La semaine dernière pendant l’apéro
Je contais à mes potes à peu près en ces termes
La rencontre étonnante que je fis le matin:
« J’étais sur la place, c’est jour de marché
Comme d’accoutumée, d’abord je passe
Au boucher, et ensuite aux légumes et là
Je tourne le coin et devant moi, que vois-je ?
Une zébresse !
Vous allez me dire, ça tourne pas rond dans ma tête
Mais elle servait les clients, je vous jure !

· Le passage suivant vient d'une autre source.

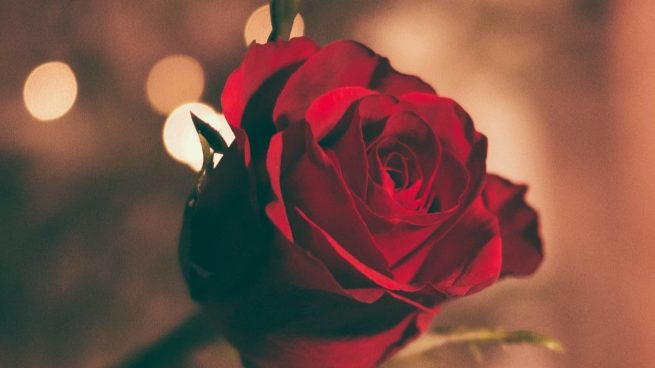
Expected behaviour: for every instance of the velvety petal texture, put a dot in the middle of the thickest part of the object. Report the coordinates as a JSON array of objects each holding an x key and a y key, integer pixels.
[{"x": 364, "y": 204}]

Alors, je m’avance. Mais là je remarque:
Justement, que les autres remarquent nullement
Pendant qu’elle me sert, je l’observe un peu
D’emblée, elle est belle: un port cavalier
Sous une crinière d’un noir éclatant
Lancée avec grâce sur son encolure
Flattée par les tons de sa robe bichrome
Je peux la décrire des oreilles à la croupe
Le moindre détail est un ravissement
Veuillez accepter mes excuses, j’arrête
Tout net. Car voilà donc l’objet du propos:
Jamais, je dis bien que jamais, j’ai perçu
Pareille tristesse au creux d’un regard
Pas contre moi, bout de cristal. Ni dégun
Du monde restait qu’un regard omniscient
Traçant dans le vide, un nombre infini
De rayons noirs et blancs »
Aujourd’hui, de retour, en place de l’étal
Se trouvait un grand vide, qui transperça mon torse
Il n’y a qu’une seule terrible raison
Qui pourrait expliquer cette absence tragique
Un seul geste, puissant et grandiose comme elle.